What Is SEC Form 13F? Filings Data Explained

Q: What is SEC Form 13F?

SEC Form 13F is a quarterly disclosure required by the U.S. Securities and Exchange Commission for institutional investment managers with at least $100 million in assets under management. Each filing lists the manager's U.S. equity holdings as of quarter-end.

What Is SEC Form 13F?

SEC Form 13F is a quarterly disclosure that the U.S. Securities and Exchange Commission requires from institutional investment managers with at least $100 million in assets under management. Each filing's information table lists the manager's U.S. equity holdings — issuer name, CUSIP, share count, and market value — as of the end of that quarter. It's how the public tracks who owns what across the market, from hedge funds to pension funds to banks.

Because thousands of managers file every quarter, the combined 13F dataset — available directly from the SEC's EDGAR system — spans 16+ million rows. It's one of the most interesting publicly available financial datasets, and one of the messiest to work with: it arrives as raw structured filings with almost no documentation.

In this video, we walk through loading the 13F holdings data into VerbaGPT and using the Data Notes feature to automatically generate that missing documentation.

What's in the Dataset

The holdings table alone contains 16+ million rows. Key fields include ACCESSION_NUMBER, CIK (the filer's SEC identifier), FILING_DATE, NAMEOFISSUER, CUSIP, and VALUE. The dataset sounds straightforward — but there's a critical catch.

The VALUE column changed units in 2023: pre-2023 values are in thousands of dollars; from 2023 onward, they are in actual dollars. VerbaGPT caught and documented this automatically.

This is exactly the kind of subtle, business-critical data nuance that gets missed when analysts dive into querying before understanding the data. It's also the kind of thing that lives in someone's head, not in any documentation — until now.

How Data Notes Work

Instead of querying the data immediately, VerbaGPT was first tasked with investigating the structure: examining the schema, sampling rows, cross-referencing the SEC's official documentation, and generating a coherent data dictionary. The model identified field patterns, inferred the dataset's structure, and flagged anomalies like the unit change.

The result is a set of Data Notes — a contextual layer that describes the dataset in plain English. From that point on, every query VerbaGPT makes uses this context automatically. It knows what CIK means, what the VALUE column represents, and that the unit shift requires a conversion when comparing pre- and post-2023 data.

Key Takeaways

Public datasets are rarely well-documented — AI can generate that documentation for you
Data Notes are created once and used automatically in every subsequent query
VerbaGPT caught the VALUE unit change that would have silently corrupted any cross-year analysis
The same approach works for your private databases, not just public data

This video pairs directly with the written tutorial below — which goes deeper into the philosophy of iterative documentation and why waiting for "perfect" data docs is the wrong mental model.

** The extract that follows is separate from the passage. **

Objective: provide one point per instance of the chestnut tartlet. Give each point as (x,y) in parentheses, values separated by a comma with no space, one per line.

Frequently Asked Questions

Who has to file a 13F?

Any institutional investment manager — including hedge funds, mutual funds, pension funds, banks, and insurance companies — that exercises investment discretion over $100 million or more in Section 13(f) securities must file Form 13F with the SEC each quarter.

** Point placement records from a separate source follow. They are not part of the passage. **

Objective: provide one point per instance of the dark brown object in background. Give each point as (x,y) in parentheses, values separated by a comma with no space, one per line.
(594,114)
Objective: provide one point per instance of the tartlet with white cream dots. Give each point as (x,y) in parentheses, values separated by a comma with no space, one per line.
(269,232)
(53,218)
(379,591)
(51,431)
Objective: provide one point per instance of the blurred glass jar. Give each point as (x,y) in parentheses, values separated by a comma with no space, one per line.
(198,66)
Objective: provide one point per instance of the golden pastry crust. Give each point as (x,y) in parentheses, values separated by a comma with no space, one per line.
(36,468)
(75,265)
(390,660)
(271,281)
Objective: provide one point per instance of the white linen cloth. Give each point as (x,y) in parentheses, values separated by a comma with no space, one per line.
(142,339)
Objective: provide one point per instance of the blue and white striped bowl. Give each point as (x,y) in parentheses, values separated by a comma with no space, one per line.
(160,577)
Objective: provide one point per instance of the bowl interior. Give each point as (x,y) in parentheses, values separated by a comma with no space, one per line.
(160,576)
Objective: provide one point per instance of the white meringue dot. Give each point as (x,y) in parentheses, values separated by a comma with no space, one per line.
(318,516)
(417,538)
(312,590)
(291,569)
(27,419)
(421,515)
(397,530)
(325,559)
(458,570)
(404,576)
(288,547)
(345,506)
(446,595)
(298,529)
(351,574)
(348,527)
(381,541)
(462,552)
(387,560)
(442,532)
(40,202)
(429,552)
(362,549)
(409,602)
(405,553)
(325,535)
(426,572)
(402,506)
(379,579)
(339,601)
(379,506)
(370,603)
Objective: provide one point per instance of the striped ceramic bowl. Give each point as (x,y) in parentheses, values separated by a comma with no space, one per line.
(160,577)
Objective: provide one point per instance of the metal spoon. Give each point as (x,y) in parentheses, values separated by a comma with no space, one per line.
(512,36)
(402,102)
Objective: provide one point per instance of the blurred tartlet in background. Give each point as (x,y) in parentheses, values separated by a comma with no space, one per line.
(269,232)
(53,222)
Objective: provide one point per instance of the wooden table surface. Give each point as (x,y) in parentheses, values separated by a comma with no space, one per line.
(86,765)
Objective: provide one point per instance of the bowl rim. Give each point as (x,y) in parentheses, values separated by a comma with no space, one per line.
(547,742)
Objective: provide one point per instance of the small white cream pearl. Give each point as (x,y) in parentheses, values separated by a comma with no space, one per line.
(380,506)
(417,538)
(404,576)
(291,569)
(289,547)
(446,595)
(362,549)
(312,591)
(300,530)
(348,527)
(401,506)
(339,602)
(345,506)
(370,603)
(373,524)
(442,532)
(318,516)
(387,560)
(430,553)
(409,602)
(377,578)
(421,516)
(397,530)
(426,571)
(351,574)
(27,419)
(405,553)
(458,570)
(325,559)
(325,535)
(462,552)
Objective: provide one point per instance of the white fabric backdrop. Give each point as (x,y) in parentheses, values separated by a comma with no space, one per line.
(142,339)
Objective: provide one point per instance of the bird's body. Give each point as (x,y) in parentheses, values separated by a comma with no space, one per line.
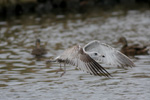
(83,58)
(132,50)
(77,57)
(38,49)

What's in the 13F information table?

The information table attached to each 13F filing lists every reportable security the manager held: issuer name, CUSIP, share or principal amount, and market value as of the end of the quarter.

Where can I get 13F filings data?

13F filings are public and can be downloaded directly from the SEC's EDGAR system. The combined dataset across all filers spans 16+ million rows — which is why it's used as a sample dataset in the walkthrough above.